Ask any PBP GM and they’ll happily relay tales of their one or two favorite players; players whose characters and gameplay helped to bring the game to life, adding an additional layer of character development and interaction to the narrative. A major component of a live and engaging game is quality posts from the players and GM alike. In this installment, we’ll investigate a few tips that can improve the quality and content of your posts, turning you into one of those treasured players.
Writing Style and Tense
In live tabletop games, we often respond to things as if speaking for our character. “I charge the goblins.” Or “I’m going to search for traps now”. This is referred to as the “First Person Narrative”, directly relaying one’s actions in a manner of direct first-person storytelling. A play by post thread, by contrast, reads as an ongoing story. Imagine a novel where the storyteller changes every few pages. Consider how disjointed the flow would be. Instead, the story should read much more like a novel, with each post relating events from a character’s point of view, while relating to the larger narrative. We call this the “Third Person Limited” point of view.
When framing your post, consider how you would rather read a paragraph in an engaging novel, putting yourself into the characters shoes, seeing things through their eyes. Consider which of these you’d rather read:
Gorman takes the first watch.
As the others settle into their bedrolls, Gorman sits by the fire, eyes focused away from the flame to preserve his vision in the darkness. Crossbow cradled in his lap, the warrior listens to the many sounds of the night, alert for any sign of something dangerous.

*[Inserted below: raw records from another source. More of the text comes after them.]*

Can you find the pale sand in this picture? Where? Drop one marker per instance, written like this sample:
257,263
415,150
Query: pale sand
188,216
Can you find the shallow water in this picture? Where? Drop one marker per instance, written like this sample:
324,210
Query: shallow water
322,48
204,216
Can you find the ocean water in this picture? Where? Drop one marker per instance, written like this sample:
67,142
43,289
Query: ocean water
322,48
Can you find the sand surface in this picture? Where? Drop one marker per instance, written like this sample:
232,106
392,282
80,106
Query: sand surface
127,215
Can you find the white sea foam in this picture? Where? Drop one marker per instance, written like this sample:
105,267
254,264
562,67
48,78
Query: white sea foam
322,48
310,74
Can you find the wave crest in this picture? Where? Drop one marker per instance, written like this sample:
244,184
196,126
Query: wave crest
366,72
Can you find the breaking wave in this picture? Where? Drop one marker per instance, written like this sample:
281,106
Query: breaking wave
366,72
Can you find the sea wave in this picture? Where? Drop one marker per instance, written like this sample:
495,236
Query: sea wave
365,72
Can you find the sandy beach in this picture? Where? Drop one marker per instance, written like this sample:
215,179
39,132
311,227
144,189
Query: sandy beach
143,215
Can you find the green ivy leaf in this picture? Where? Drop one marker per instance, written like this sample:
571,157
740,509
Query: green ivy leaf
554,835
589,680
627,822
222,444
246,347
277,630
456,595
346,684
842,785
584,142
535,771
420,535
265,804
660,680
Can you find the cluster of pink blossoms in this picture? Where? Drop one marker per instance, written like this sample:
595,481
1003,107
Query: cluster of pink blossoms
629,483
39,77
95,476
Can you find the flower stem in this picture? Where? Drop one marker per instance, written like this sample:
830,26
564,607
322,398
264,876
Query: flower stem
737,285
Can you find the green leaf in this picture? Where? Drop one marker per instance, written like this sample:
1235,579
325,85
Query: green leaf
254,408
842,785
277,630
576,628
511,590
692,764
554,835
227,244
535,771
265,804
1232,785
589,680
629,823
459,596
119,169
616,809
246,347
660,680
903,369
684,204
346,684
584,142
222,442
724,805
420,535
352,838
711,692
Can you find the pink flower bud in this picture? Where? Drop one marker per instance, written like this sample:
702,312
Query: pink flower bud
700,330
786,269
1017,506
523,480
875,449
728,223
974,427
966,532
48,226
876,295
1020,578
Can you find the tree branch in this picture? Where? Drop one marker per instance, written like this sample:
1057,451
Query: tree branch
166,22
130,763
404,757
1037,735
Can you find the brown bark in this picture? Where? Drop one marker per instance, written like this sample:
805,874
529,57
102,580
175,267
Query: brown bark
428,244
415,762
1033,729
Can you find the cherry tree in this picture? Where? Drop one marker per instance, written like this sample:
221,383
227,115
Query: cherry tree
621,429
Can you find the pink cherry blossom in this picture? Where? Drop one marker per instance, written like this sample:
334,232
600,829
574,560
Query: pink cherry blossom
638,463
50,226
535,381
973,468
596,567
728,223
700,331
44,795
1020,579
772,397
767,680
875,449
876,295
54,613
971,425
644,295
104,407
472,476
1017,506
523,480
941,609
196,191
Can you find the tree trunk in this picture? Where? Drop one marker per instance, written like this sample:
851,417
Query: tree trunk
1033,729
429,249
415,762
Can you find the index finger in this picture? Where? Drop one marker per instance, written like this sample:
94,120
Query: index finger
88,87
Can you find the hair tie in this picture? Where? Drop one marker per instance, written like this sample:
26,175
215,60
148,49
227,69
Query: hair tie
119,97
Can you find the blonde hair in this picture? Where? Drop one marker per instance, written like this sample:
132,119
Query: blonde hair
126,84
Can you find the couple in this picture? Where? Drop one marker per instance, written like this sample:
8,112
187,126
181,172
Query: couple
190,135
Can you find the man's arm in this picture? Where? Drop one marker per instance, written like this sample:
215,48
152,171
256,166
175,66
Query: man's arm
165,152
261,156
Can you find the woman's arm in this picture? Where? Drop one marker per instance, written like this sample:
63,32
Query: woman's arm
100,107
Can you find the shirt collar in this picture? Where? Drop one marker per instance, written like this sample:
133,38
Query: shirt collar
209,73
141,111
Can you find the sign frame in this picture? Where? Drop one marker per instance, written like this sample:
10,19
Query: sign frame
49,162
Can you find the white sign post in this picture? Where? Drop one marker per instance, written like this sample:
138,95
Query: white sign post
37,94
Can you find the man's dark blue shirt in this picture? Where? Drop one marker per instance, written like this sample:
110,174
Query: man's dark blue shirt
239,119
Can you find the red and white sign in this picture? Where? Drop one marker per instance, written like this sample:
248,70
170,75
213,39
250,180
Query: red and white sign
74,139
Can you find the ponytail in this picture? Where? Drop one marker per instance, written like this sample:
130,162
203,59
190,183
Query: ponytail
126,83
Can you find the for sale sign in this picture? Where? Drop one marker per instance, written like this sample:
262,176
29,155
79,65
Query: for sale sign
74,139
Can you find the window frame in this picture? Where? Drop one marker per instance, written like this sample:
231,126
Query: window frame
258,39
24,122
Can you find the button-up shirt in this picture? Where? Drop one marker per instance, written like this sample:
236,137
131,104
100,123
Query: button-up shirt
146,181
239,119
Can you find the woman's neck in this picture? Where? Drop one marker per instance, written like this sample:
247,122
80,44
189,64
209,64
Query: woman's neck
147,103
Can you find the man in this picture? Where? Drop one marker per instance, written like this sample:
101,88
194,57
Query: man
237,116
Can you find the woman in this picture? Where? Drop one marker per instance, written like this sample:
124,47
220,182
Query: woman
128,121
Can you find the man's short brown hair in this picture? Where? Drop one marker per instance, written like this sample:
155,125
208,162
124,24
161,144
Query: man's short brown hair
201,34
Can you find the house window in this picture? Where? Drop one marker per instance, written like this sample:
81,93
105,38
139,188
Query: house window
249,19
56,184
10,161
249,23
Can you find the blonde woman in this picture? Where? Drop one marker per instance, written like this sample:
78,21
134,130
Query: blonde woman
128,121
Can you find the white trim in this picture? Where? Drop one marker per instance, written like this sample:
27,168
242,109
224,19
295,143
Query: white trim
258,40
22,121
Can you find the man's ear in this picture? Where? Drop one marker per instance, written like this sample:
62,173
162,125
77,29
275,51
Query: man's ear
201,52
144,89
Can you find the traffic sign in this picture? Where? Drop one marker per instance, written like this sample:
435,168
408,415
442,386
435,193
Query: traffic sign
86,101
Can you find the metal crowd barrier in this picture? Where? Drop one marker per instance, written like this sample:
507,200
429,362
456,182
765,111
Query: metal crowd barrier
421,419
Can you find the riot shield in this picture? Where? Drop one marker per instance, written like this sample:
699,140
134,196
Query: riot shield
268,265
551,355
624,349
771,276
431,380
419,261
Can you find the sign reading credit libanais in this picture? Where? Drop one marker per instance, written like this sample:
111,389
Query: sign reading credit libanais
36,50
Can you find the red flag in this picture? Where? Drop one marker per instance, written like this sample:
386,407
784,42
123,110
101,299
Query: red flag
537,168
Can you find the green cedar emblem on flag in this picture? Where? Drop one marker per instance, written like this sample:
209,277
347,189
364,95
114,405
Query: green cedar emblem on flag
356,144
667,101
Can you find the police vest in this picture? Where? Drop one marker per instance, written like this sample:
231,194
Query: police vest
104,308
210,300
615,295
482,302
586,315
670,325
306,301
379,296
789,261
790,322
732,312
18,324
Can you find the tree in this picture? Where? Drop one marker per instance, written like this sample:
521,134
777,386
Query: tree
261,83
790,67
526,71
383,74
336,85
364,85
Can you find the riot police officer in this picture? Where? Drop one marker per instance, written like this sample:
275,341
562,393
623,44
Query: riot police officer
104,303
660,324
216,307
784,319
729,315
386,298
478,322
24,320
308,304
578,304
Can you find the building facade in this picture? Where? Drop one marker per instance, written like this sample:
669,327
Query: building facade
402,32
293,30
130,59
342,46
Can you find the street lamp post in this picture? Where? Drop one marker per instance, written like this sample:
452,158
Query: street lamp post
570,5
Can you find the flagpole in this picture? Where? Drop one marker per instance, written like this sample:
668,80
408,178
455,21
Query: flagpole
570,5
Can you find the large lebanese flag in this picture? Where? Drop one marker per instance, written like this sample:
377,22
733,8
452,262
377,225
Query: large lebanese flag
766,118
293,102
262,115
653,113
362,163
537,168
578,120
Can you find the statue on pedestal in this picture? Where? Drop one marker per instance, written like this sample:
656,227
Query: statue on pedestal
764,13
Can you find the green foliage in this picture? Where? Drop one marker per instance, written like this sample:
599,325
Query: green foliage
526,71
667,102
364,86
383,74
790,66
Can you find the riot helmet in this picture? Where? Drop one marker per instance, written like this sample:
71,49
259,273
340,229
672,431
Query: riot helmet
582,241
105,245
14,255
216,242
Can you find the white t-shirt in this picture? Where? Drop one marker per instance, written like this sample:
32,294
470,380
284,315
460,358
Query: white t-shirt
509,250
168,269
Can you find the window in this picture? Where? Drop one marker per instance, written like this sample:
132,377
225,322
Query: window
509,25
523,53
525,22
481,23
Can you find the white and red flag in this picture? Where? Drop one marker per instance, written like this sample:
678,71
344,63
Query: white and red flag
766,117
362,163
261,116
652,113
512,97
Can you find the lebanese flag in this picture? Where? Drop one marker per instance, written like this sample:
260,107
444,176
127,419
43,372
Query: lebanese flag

Even a simple task of taking watch can paint an engaging scene when well described. The second Example not only presents a solid post, but gives the GM something to play off, should something occur during Gorman’s watch, gives an idea of what anyone approaching the camp might be seeing, and in general does more to drive the story forward than the first example.
One of the benefits of PBP is the opportunity to make use of little individual moments to further develop your character without seeking the spotlight. A perfect example would be at the beginning of a new day. There are several events specific to different character classes that we often gloss over or take for granted. Posting the details of the party wizard studying and preparing spells for the day, the cleric communing with her deity, or the fighter’s morning ritual of sword forms and calisthenic exercises tells us more about the characters and brings the intricacies of the class to life.
Consider this. The party has spent the night in town at the mayor’s mansion, guests due to their rising acclaim as heroes. The GM makes a post indicating that the night has passed quietly and the morning has come. Which of these feels more dynamic as a post from the player of the group’s city bonded druid?
Amira awakens refreshed, getting dressed and joining her companions for breakfast.
Awakening just before dawn, Amira exits the elegantly appointed room through a window, climbing to the highest point on the mansion’s roof to greet the day as she always did if she was able to. Neatly arranging her clothing, she sits skyclad in meditation, the city air flowing through her hair, the emerging sunlight playing across her skin as she opens her senses to the teeming city, calling on the magic-infused within every structure and cobblestone to aid her in preparing for the coming day. After an hour she arises, donning her armor and other clothing before reentering her room and going down to join the others.
Both posts essentially describe the character waking up, preparing for the day and joining their companions, but the second option tells us far more about the character and the way they interact with the world around them, as well as gives the GM little hooks that can be used to further the story.
Inner Monologue/Internal Narration
Perhaps one of the greatest single storytelling advantages PBP has over traditional roleplaying is the opportunity to delve into a character’s thoughts. In live RP games, we describe what our character does and says but rarely is there an opportunity to detail their thoughts. Inner monologue, allows us to go beyond just our character’s actions, to see the motivation behind them. Laying bare a character’s thoughts, ideas, hopes and fears brings them to life, providing the framework to elevate them from a one-dimensional concept, into a living dynamic part of the game world.
Yngvild could feel the wizard’s vile magic skittering around in her mind, like spiders trying to capture her thoughts in their web. Growling to herself, the barbarian let her anger take hold, shaking her head violently as the seething rage burns away the cobwebs. Of all the magic she’d ever encountered, she hated mind magic the most. The idea that her strength, her power, the years spent mastering battle meant nothing when a scrawny finger-waggler could take control of a person’s mind and body was both terrifying and enraging. Shrugging of the last strands of the spell she locks eyes with the caster. This one would die first!
The basic mechanics of this example are the party barbarian succeeding at a Will save, most likely due to being in a rage. Rather than simply succeeding at resisting the spell being cast, the post tells us more about the character. She isn’t fond of magic, and in fact hates mind-controlling magic (enchantment, illusion). She takes pride in her physical ability, and deep down finds the idea that someone weaker than she is can take away her control with mere words and a gesture more than a little terrifying. It makes the simple exchange of a spell being cast and a save being rolled much more vivid, drawing the reader in with the visceral nature of what it feels like to make a Will save.